A chef's special -- linguine with salmon ($16.95) -- put that good tomato sauce
to work in a tricky context. Remember that acidic sauces and fatty-fish fillets
sometimes have problems, but this dish got better with each mouthful. The
linguine wasn't amazing, but it was very good. The restaurant has a short but
very decent wine list, with most bottles under $30. A glass of 1999 Stracelli
chianti ($5.50; $21 a bottle) was quite good with this food, both richer and
fruitier than the chianti the old places served from soda bottles. But beware:
there are no desserts.
Ravello, it should be noted, is trying for a lively bar scene downstairs. This
is probably the only restaurant in the North End with a view, and it was
designed several owners ago for gazing on "The Boston Skyline." Of course, the
big windows are currently dusty and look out at the Expressway, but the ceiling
mural of stars is delightful.
Monica's attracted my interest because there actually is a Monica, and
because she and her large family come from Argentina. This aroused my hopes for
matambre and empanadas, if not a few steak specials, but it turns out that the
Mendoza family runs a solid Italian restaurant with an emphasis on quality
pasta. They started on Prince Street, then expanded to this location and turned
the Prince Street place into a pizzeria.
The starter was Tuscan bread with a very garlicky bean paste.
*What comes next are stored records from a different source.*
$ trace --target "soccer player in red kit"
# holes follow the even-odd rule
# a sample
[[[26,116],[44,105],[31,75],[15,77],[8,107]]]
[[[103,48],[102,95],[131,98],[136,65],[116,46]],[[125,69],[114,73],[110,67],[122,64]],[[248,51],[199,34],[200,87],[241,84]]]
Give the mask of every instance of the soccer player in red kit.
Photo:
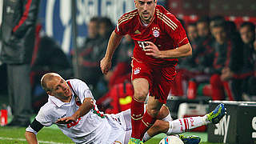
[[[192,48],[180,22],[157,5],[157,0],[134,2],[137,9],[118,19],[100,66],[106,74],[122,36],[130,34],[135,46],[131,64],[134,89],[130,106],[132,138],[129,143],[142,143],[144,133],[154,124],[160,108],[166,102],[170,83],[176,75],[177,58],[191,55]],[[148,94],[148,110],[143,114]]]

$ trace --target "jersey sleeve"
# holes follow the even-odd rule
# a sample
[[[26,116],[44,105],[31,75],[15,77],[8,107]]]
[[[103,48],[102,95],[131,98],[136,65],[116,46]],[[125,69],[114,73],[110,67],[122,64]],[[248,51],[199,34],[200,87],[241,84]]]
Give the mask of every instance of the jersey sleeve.
[[[86,82],[79,79],[72,79],[70,82],[74,93],[79,97],[81,102],[83,102],[86,98],[91,98],[94,99],[94,96]]]
[[[174,46],[178,47],[189,43],[186,31],[182,23],[173,14],[166,14],[165,27],[168,34],[174,40]]]

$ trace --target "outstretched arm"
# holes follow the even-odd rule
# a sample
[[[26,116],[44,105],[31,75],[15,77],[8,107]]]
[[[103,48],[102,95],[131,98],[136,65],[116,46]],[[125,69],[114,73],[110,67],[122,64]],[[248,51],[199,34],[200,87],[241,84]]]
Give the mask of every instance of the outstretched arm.
[[[111,68],[111,60],[115,49],[119,45],[122,36],[117,34],[114,31],[110,38],[109,43],[104,58],[101,61],[101,70],[104,74]]]
[[[158,58],[172,58],[192,55],[192,48],[190,43],[185,44],[174,50],[159,50],[151,42],[146,42],[148,46],[145,47],[146,55],[151,55]]]
[[[76,122],[79,117],[86,114],[94,107],[94,100],[91,98],[86,98],[79,109],[71,116],[58,119],[56,123],[70,123]]]

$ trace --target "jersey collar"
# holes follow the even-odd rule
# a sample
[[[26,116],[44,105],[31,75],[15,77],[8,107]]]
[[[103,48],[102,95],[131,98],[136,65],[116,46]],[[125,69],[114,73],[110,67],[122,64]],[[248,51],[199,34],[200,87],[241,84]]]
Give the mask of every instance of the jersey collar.
[[[62,101],[61,101],[60,99],[58,99],[54,96],[51,96],[51,95],[48,95],[48,96],[49,96],[48,102],[51,102],[52,103],[56,105],[58,107],[61,107],[62,106],[63,106],[65,104],[70,103],[70,102],[63,102]],[[72,102],[72,99],[73,99],[73,94],[72,94],[70,102]]]

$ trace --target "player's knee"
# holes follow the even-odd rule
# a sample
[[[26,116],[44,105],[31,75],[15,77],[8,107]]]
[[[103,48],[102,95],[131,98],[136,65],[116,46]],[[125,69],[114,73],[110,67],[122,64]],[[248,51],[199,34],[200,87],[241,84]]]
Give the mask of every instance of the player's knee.
[[[158,119],[162,119],[170,114],[169,108],[166,105],[162,105],[157,117]]]
[[[166,132],[169,129],[168,122],[157,120],[155,121],[154,124],[151,126],[153,130],[158,130],[158,132]]]
[[[154,109],[148,109],[147,110],[147,113],[153,118],[156,118],[158,116],[158,114],[159,114],[159,110],[154,110]]]

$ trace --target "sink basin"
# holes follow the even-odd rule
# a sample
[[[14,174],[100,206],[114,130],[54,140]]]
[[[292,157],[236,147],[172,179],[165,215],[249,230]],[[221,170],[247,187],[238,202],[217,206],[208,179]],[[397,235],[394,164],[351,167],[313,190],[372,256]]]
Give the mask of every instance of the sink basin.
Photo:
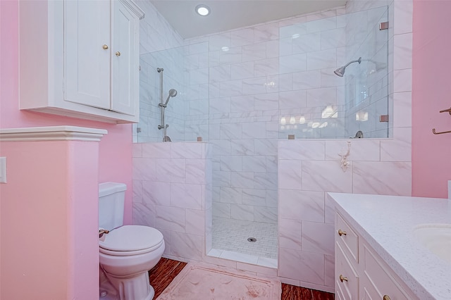
[[[451,263],[451,224],[421,224],[415,227],[414,235],[428,250]]]

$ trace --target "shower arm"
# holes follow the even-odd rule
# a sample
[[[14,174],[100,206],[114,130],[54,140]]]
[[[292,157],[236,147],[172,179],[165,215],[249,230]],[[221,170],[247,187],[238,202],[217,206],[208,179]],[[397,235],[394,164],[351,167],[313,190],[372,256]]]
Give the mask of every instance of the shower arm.
[[[362,57],[359,57],[359,59],[356,59],[355,61],[351,61],[349,63],[347,63],[346,65],[343,65],[342,68],[346,68],[348,65],[350,65],[351,63],[362,63]]]
[[[164,125],[164,108],[166,107],[166,106],[165,104],[163,104],[163,68],[156,68],[156,71],[160,73],[160,101],[161,103],[159,104],[159,106],[160,106],[161,108],[161,124],[158,125],[158,129],[159,130],[163,130],[163,136],[166,137],[166,128],[168,128],[168,127],[169,126],[168,125]]]

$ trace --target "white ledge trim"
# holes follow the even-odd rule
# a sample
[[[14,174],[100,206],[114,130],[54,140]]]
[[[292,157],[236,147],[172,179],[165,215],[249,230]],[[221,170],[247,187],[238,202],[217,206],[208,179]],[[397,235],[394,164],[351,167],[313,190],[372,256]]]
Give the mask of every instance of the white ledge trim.
[[[32,127],[0,129],[0,142],[85,141],[100,142],[104,129],[77,126]]]

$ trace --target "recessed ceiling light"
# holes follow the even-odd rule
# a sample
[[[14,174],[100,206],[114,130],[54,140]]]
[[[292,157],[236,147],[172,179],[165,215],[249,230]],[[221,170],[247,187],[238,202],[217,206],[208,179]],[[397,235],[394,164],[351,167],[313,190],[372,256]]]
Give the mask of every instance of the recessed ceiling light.
[[[210,8],[205,4],[199,4],[196,6],[196,13],[200,15],[208,15],[210,13]]]

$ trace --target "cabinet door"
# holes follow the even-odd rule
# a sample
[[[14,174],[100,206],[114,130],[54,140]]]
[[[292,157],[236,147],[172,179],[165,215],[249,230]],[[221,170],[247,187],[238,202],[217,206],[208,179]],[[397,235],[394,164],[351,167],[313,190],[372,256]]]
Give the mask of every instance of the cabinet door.
[[[64,1],[64,99],[109,109],[110,1]]]
[[[113,4],[111,109],[135,115],[139,101],[139,24],[122,1]]]
[[[415,296],[407,292],[407,289],[404,290],[400,287],[394,277],[395,275],[393,271],[385,265],[378,255],[370,249],[366,243],[362,243],[360,248],[364,268],[361,278],[361,293],[364,300],[417,299]]]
One Argentinism
that does peek through is an emphasis on grilling, with a very pretty appetizer
of wood-grilled vegetables ($7). Zucchini is the standout, as usual, but
eggplant, onion, carrot, and scallions all get the treatment, and the cooks
don't stint on good olive oil. The Monica's Antipasto ($8) adds three
distinctive cheeses, roast pepper, prosciutto, a small-bore salami, olives, and
a little salad.
Littlenecks and chorizos on capellini ($17) showed good work with a fine pasta
that easily overcooks, and a tomato sauce of some complexity that pulled
together an almost-Portuguese combination of spicy sausage and seafood. A
polenta special ($20) was so good I ate quite a lot of the polenta without the
salty homemade rabbit-sausage sauce, which didn't impress. I did like the
shaved cheese on top, which might have been a good Argentine asiago.
Here the wine list is more economical, with $4.50 glasses of good Berbera
d'Asti and chianti. Monica's also has a few desserts and very good coffee and
espresso.
The trimmings and the prices change, but these restaurants attest that you can
still build a very useful restaurant on a good tomato sauce.